Las elecciones al liderazgo del Partido Laborista de 2020 se celebraron entre el 21 de febrero y el 4 de abril de 2020 para elegir un líder que sustituyera a Jeremy Corbyn. El 13 de diciembre de 2019, Corbyn anunció que no lideraría el Partido Laborista en las próximas elecciones generales, tras los malos resultados del partido en las elecciones de diciembre de 2019.
Contexto
La convocatoria se produjo tras la derrota electoral de diciembre de 2019, que dejó al Partido Laborista con un número significativamente reducido de escaños en el Parlamento. El proceso de elección del liderazgo tuvo lugar en un momento en que el partido buscaba redefinir su estrategia, reconstruir la organización y recuperar electores en regiones que había perdido.
Proceso y requisitos
Los candidatos debían reunir el apoyo de un porcentaje mínimo de diputados del Grupo Parlamentario Laborista para acceder a la votación final. Además, la elección se decidió mediante un sistema de votación por orden de preferencia (votación alternativa), en el que el electorado estuvo compuesto por tres secciones: miembros del partido, afiliados a sindicatos y simpatizantes registrados, con un peso equivalente en el resultado final. El proceso incluyó fases de presentación de candidaturas, obtención de avales y campaña entre los votantes registrados.
Candidatos principales
Tras la fase de nominaciones, los tres candidatos que llegaron a la votación final fueron:
- Keir Starmer — Ex ministro de Justicia y ex director de la Fiscalía de la Corona; se presentó como candidato de unidad, con propuestas para reposicionar al partido hacia una oferta preferentemente pragmática y orientada a recuperar escaños perdidos.
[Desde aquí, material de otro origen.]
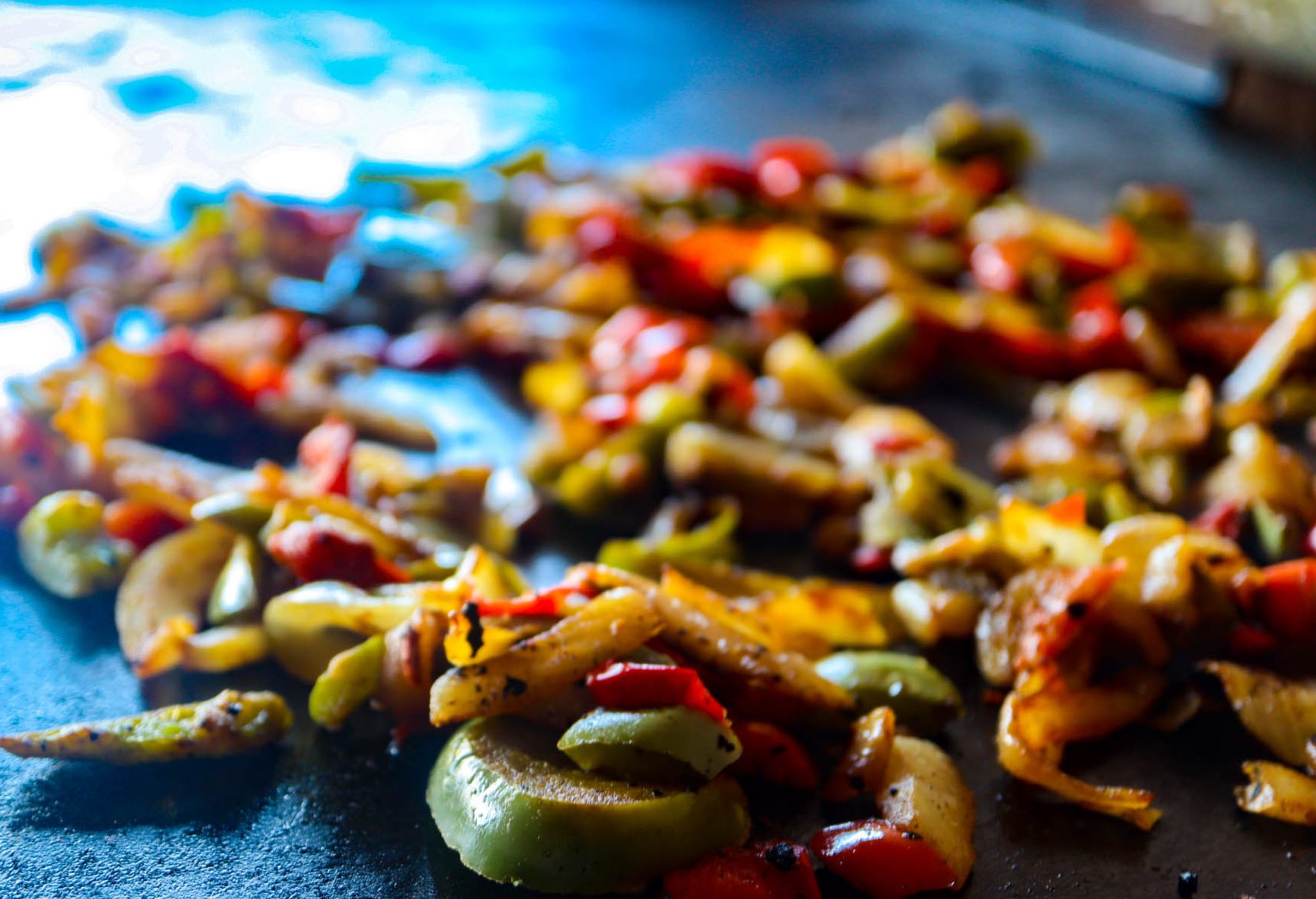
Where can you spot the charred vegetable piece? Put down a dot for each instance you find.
(770, 753)
(501, 786)
(863, 767)
(919, 694)
(236, 596)
(164, 596)
(63, 544)
(1043, 767)
(923, 793)
(228, 724)
(1279, 793)
(661, 745)
(542, 666)
(349, 681)
(766, 870)
(1279, 713)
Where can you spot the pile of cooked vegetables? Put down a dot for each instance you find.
(714, 351)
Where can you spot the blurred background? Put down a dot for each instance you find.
(136, 111)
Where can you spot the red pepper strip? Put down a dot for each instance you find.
(429, 349)
(634, 685)
(1218, 337)
(1126, 244)
(1286, 601)
(1223, 517)
(326, 453)
(1002, 266)
(764, 870)
(1060, 611)
(770, 753)
(1035, 353)
(1251, 640)
(703, 170)
(545, 602)
(1069, 511)
(614, 234)
(872, 560)
(609, 411)
(16, 500)
(317, 551)
(984, 176)
(882, 859)
(1095, 328)
(138, 523)
(189, 381)
(888, 444)
(786, 166)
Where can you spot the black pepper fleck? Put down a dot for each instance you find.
(780, 856)
(475, 636)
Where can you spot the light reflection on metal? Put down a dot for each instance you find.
(119, 108)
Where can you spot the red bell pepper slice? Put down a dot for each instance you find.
(984, 176)
(1058, 614)
(764, 870)
(784, 166)
(1002, 266)
(701, 170)
(1218, 337)
(1069, 511)
(429, 349)
(1249, 640)
(138, 523)
(326, 453)
(636, 685)
(872, 560)
(1095, 326)
(1286, 601)
(319, 551)
(609, 411)
(551, 602)
(770, 753)
(882, 859)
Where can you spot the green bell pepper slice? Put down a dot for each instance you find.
(657, 745)
(920, 695)
(62, 542)
(517, 811)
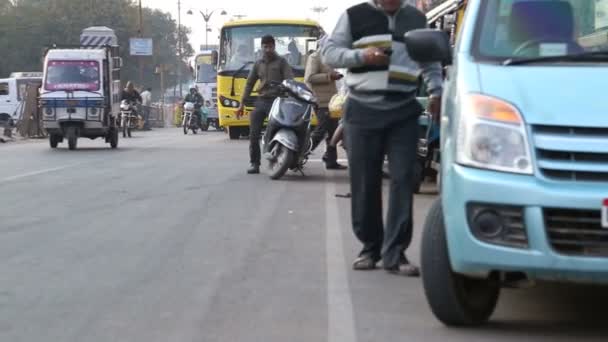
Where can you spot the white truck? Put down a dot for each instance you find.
(80, 94)
(12, 94)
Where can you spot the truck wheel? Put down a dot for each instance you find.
(234, 133)
(114, 138)
(72, 137)
(456, 300)
(54, 140)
- Rebecca Long-Bailey — Diputada cercana al ala izquierda del partido y continuadora en parte del programa de la dirección anterior, con énfasis en políticas públicas y reformas estructurales.
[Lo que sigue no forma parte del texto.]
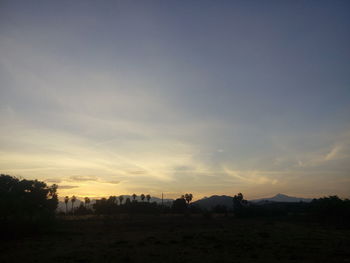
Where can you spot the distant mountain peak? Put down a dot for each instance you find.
(282, 198)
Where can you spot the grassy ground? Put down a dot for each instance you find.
(181, 239)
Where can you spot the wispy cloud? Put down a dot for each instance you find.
(67, 186)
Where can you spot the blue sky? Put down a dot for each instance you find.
(208, 97)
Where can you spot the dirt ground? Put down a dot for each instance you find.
(180, 239)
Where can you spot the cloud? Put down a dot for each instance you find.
(67, 186)
(138, 172)
(85, 178)
(54, 181)
(112, 182)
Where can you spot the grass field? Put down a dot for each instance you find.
(180, 239)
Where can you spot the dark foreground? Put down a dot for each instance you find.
(180, 239)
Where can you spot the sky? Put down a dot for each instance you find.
(208, 97)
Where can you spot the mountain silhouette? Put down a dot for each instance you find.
(282, 198)
(224, 200)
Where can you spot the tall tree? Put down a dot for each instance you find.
(188, 198)
(66, 200)
(143, 197)
(73, 199)
(87, 202)
(121, 198)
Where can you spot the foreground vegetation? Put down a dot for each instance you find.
(176, 238)
(148, 232)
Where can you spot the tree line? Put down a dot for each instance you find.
(34, 201)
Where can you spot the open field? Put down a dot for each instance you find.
(181, 239)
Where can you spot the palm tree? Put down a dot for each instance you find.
(66, 200)
(143, 197)
(73, 199)
(121, 198)
(188, 198)
(87, 202)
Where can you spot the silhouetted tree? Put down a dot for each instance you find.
(238, 203)
(66, 200)
(73, 199)
(143, 197)
(23, 199)
(188, 198)
(121, 198)
(179, 205)
(87, 202)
- Lisa Nandy — Diputada centrada en la reconstrucción de la conexión con las comunidades y los electores de las zonas más afectadas por el cambio económico; defendió una estrategia orientada a recuperar los "votos de la periferia".
Resultados
La victoria correspondió a Keir Starmer, que obtuvo el 56,2% de los votos en la primera vuelta, por lo que fue proclamado líder del Partido Laborista el 4 de abril de 2020. Los otros resultados en la votación final fueron aproximadamente 27,6% para Rebecca Long-Bailey y 16,2% para Lisa Nandy.
Consecuencias
Con su elección, Keir Starmer se convirtió en el nuevo líder de la oposición en el Parlamento británico. Su liderazgo marcó el inicio de una etapa orientada a reconstruir la cohesión interna del partido, reformular la oferta política tras la salida del Gobierno del Reino Unido de la Unión Europea y preparar al Partido Laborista para futuras contiendas electorales. En paralelo, ese mismo proceso incluyó la elección de la dirección adjunta (deputy leadership), que también se decidió en la misma convocatoria de 2020.